Angie Turner King invested her energy in others

Chances are you’ve never heard the name Angie Turner King, and that’s because, like so many Black women, she invested her time and energy in other people. In King’s case, students.

Born in 1905 in West Virginia coal country, Angie Turner King was the granddaughter of slaves. She lost her parents when she was young and went to live with a light-skinned grandmother who verbally abused and degraded her because of her dark skin. She later moved in with her grandfather who, while illiterate himself, insisted she go to school. She graduated form high school in 1919 at the age of 14.

Not knowing anything about scholarships, King cited tables and did other odd jobs to afford college. She graduated cum laude from West Virginia State in 1927 with a degree in mathematics and chemistry. After graduating, she began teaching, which was one of the few career options for women—especially women of color—in STEM at the time. While teaching high school, she enrolled in Cornell University and worked toward her Masters Degree, which she earned in 1931, over the summers.

After Cornell, she accepted a position at West Virginia State College, teaching at the laboratory school. She focused on getting the labs in shape “so students would know what a real laboratory looks like.” During World War II, she taught chemistry to soldiers as part of the Army Specialized Training Program at the college.

King went on to earn her PhD, even after getting married and birthing five daughters. She continued teaching and mentoring young minds. One of those minds was Katherine Johnson, the NASA scientist who cited her as a major influence: “a wonderful teacher – bright, caring, and very rigorous.” Another was entomologist and civil rights advocate Margaret Collins

To the best of our knowledge, Angie Turner King only every published two works (her dissertations). She didn’t invent some groundbreaking technology we can’t live without. She didn’t cure a horrible disease. She didn’t do one specific thing we should recognize her for. She did many things. She taught. She mentored. She nurtured. She put her energy into her students and gave them the tools they needed to be successful. She put others before herself and that’s damn admirable.
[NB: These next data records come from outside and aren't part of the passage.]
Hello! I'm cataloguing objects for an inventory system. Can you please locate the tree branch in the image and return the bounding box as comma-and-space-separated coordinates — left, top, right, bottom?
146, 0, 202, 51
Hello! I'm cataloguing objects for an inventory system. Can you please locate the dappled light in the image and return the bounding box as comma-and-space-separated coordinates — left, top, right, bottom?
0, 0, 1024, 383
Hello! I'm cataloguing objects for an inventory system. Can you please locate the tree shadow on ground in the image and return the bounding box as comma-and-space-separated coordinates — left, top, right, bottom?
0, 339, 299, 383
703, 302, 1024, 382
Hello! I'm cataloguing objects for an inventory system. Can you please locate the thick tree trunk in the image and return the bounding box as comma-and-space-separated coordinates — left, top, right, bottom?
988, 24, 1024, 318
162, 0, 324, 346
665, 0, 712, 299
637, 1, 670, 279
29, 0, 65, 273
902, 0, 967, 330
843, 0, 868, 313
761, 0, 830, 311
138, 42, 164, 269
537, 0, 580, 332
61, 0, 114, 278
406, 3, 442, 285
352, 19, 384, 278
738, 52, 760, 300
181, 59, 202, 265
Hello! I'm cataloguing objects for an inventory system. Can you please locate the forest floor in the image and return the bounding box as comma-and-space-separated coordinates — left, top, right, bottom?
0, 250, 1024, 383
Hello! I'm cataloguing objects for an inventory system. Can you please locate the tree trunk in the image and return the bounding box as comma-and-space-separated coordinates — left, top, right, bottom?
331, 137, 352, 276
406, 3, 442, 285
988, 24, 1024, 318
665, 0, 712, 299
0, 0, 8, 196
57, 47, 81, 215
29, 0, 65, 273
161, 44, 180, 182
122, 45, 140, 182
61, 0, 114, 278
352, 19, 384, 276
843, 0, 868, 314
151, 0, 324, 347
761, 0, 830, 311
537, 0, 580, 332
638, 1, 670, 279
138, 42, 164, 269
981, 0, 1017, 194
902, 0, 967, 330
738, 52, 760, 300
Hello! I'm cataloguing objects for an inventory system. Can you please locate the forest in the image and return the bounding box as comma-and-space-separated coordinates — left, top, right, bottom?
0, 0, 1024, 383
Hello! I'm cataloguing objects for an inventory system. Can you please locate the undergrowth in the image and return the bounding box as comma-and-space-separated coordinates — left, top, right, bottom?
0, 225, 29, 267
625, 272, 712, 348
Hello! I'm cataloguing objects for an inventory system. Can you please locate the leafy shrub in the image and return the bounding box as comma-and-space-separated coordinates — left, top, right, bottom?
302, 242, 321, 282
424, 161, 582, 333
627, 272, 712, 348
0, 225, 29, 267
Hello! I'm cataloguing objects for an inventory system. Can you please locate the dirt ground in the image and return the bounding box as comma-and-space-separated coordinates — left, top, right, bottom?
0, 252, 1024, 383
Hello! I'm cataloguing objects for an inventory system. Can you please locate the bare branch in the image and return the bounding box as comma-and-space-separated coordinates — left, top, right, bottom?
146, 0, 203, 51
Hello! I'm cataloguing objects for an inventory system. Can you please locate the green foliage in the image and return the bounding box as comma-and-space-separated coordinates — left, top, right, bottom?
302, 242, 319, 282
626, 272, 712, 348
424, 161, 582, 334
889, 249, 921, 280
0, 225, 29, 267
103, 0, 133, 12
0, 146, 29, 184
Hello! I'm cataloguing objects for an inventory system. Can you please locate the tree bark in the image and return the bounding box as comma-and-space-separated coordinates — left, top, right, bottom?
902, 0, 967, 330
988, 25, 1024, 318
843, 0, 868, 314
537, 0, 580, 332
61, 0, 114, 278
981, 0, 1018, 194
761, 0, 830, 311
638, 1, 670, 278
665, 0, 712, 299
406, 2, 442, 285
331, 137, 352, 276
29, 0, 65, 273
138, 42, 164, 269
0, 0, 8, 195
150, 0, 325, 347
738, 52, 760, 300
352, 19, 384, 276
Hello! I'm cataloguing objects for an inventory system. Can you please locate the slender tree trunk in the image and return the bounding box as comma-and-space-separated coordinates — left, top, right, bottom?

For this reason, I think Angie Turner King is the perfect person on whom to close out this series. So many incredibly important figures have been wiped from history by people who find them threatening. We need to share their stories. And even more never stepped into the limelight (or searchlight) to begin with. We need to discover them and share them too. We need to acknowledge and thank them enough for their activism, their sacrifice, and their commitment to improving this world of ours. We need to remember their names.